Many applications are being developed regularly to visualize 3D models of buildings, historic monuments, cities and so forth in virtual environments. Software packages such as CAD, Maya, 3DMax, Revit, etc. enable us to create a 3D model with a desired accuracy with a huge modeling effort, skilled manpower and particularly loads of time. An example is Google Earth, basically a map viewer providing 3D views of cities with limited functionalities, where the user can control the way to perceive the representation, but it lacks tools and a system for the coordination and integration of real urban plans. Thus, in order to have an immediate impact on the development plans, holistic and collaborative urban planning tools should be created and stakeholders should be effectively engaged in decision making processes. In 2006, it was presented the Virtual 3D city model of Berlin, a system for integrating, managing, presenting, and distributing complex urban geo-information using CityGML, making it more interoperable. Based on XVR technology, In 2005, it was presented a guided tour through history of Pizza dei Miracoli in Pisa. These modes of visualizing a 3D city are web oriented or web enabled and are based on 3D scanning techniques and 3D modelers required a high level of precision, accuracy and time in modeling. But all these visualization methods lack the sense of interactivity. Video recordings and pictures can be used for replicating the real life situations, but they also lack of interaction within virtual worlds.
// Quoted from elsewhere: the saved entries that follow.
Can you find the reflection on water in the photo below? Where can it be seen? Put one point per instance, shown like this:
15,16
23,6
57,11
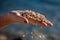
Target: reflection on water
50,8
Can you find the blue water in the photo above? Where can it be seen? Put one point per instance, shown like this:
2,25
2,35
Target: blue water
50,8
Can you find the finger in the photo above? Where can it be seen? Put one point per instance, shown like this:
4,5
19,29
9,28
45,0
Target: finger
48,23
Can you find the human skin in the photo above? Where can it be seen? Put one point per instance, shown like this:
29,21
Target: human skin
15,16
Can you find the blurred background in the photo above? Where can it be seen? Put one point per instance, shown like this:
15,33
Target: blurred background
21,31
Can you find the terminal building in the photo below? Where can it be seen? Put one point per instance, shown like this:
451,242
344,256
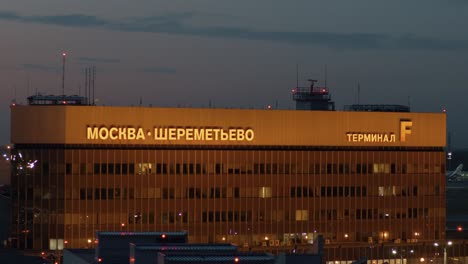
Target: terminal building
261,179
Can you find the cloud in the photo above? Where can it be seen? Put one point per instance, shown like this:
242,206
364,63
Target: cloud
161,70
40,67
97,60
176,24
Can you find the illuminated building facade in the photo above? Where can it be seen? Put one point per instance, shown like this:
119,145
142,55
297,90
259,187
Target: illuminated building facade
256,178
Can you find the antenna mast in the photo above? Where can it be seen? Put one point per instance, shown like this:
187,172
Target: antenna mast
326,77
359,93
64,55
94,77
297,75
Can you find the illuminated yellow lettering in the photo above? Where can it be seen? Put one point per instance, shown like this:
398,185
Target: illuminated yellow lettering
131,133
140,134
240,135
113,133
172,133
189,134
180,133
199,134
232,135
92,133
249,135
367,137
208,134
360,137
405,129
379,137
224,135
160,133
103,133
216,133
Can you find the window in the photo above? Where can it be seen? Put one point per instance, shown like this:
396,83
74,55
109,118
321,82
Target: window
264,192
302,215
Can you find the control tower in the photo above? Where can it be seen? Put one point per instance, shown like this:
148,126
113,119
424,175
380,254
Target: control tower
313,98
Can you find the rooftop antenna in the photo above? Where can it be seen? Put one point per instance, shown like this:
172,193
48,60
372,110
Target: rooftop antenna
359,93
94,77
297,75
86,85
326,77
64,55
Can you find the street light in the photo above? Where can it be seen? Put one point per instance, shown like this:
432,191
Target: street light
449,243
402,252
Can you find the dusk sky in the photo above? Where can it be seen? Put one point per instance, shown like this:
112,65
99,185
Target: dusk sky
239,54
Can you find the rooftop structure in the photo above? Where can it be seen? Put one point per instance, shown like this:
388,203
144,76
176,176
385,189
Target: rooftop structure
377,108
57,100
313,98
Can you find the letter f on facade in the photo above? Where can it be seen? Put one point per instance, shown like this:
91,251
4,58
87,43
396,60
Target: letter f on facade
405,129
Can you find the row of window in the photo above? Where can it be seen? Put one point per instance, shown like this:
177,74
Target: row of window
279,215
256,168
237,192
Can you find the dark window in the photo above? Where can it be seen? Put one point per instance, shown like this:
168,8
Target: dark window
103,168
97,168
118,168
218,168
82,194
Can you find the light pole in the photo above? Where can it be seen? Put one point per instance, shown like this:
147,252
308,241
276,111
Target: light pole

Virtual Reality (VR) and Augmented Reality (AR) are great examples of such visualization methods which are booming in this digital era, either by being immersed in simulated virtual environment or by adding a new dimension of interaction between digital devices and the real world. Both methods have something similar, though slightly different and equally significant in their own ways providing experiences and interaction being detached or blending together with the real world, making real and virtual alike. The process of replacing and supplementing the real world according to the requirements, is what converts these methods into more desirable and increasingly popular. With tremendous exciting innovation in smartphone, AR and VR are often confused, even though they are different technologies with dissimilar practical functions and uses.

In this work, we demonstrate the potentials of AR in a smart campus context. We will outline considerations from a comparative study about the effectiveness and user performance of in a real environment with augmented information, everything in the context of a smart campus. The evaluation results from the participants show promising results, providing opportunities for improvements and implementation in smart cities.